More often than not, as a player, you have the tendency to overthink things.
There is a lot of emotion in the game of baseball and it can be difficult to check those thoughts, especially if you are a pitcher.
On Wednesday, against the Dodgers, Brad Wieck threw a scoreless inning in which he struck out two batters and retired the last on a soft liner to second. The left-handed pitcher is six-foot-nine and 250-plus pounds, and an intimidating presence on the mound.
After the game on the field, Andy Green said this when I asked about Wieck. “He can’t be a fun at bat. Crossfire (delivery) with that size and the velocity that he has. He attacked today and that is what we want to see from him. He needs that go mentality because he has really good stuff. He can’t pitch to edges and will have to pitch up in the zone and trust that his stuff is good enough.” That was pretty self-explanatory from the manager. Wieck has a mid 90’s fastball and the Padres want him to challenge hitters with it.
I went looking for Brad the next morning in the locker room and asked him about Andy’s comments. I wanted to see if they had been relaying that message to Wieck repetitively. “Yes. For sure. They want me to attack people over the plate with my best stuff instead of nibbling on the corners.” He had no problem in explaining that to me. “They think my stuff will play over the plate, so I am going to start attacking people.” Wieck will certainly do what the coaching staff asks of him. Despite being a huge-framed pitcher, he has displayed relatively decent control in his minor league career. That got away from him last year in El Paso where he walked 10 batters in seven innings pitched with the Chihuahuas.
The Padres were not happy in the fact that he was trying to be too perfect with his pitches. I asked Brad if he made any mechanical adjustments to throw more strikes. “No mechanical adjustments were made. It wasn’t really a mechanical adjustment, more of a mental adjustment. Instead of trying to hit the black on both side of the plate, throw it over the middle and challenge hitters.” He has the ability to throw strikes. Wieck just needed to change the mentality of trying to be too precise with each pitch, especially with two strikes.
Our conversation turned towards the locker room and the feeling in this Padres’ clubhouse. I personally know how hard this journey has been for Brad, as I first interviewed him after he was acquired from the Mets. “It’s cool to be in the locker room with some of these big-named guys.” The tall lefty seems very comfortable in the room, and in speaking to him, I sense that he is reaching a point in baseball where the game is starting to slow down for him.
We spoke about the young men in the room and the men in the locker room down the hall (minor league camp). The two of us talked about the feeling in camp and Brad had no problem communicating how excited he is about the future of this club. “It’s awesome. We have a young group of guys and we are all pretty hungry. It’s a grind, but we are all out here working together.” This unit works with each other well and has fun doing so.

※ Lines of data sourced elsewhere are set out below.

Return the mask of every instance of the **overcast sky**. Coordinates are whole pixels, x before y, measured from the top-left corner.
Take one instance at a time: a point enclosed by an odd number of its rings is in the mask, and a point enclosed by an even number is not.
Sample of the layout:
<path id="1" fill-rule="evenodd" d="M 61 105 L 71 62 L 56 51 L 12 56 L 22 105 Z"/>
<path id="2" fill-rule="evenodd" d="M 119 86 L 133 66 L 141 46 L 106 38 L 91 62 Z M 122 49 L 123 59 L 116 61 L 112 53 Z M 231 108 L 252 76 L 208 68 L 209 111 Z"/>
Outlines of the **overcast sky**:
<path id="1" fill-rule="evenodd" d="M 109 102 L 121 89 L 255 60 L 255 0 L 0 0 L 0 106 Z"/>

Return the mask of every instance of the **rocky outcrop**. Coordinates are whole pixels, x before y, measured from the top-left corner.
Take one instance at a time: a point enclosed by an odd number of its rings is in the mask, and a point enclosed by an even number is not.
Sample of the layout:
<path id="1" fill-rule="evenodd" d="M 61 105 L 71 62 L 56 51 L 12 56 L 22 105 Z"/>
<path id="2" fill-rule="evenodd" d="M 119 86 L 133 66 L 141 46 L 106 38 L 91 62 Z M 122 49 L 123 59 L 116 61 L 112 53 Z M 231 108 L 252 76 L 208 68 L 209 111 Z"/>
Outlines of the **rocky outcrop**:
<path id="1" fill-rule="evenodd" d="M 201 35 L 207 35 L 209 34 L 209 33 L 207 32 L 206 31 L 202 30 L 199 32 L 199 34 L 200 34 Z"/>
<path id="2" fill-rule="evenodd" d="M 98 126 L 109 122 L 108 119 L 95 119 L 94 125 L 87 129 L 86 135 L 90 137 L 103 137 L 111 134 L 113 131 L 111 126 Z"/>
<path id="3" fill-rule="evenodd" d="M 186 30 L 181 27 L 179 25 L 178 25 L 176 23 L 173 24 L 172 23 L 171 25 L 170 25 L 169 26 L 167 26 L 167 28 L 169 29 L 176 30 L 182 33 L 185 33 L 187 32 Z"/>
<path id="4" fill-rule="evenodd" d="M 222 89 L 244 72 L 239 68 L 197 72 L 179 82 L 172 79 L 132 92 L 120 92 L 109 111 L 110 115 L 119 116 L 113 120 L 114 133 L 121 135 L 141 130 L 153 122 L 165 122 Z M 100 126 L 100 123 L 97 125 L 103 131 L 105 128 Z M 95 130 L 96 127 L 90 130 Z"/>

In closing with Brad, I asked about his mechanics and his repertoire. I was eager to see if he was working on any new pitches. “All my pitches feel fine. I am just trying to stay in time. Us tall guys have to have our levers all synced up mechanically with our motions. Things can get out of hand quick if you don’t stay focused.” Wieck is certainly focused, and with the confidence the coaching staff has shown in him, he has no problem at all in just firing it in there when he is on the mound. He has a great chance of making this team out of the spring, but even if he doesn’t make the squad in late March, you will surely be seeing him very soon at Petco Park.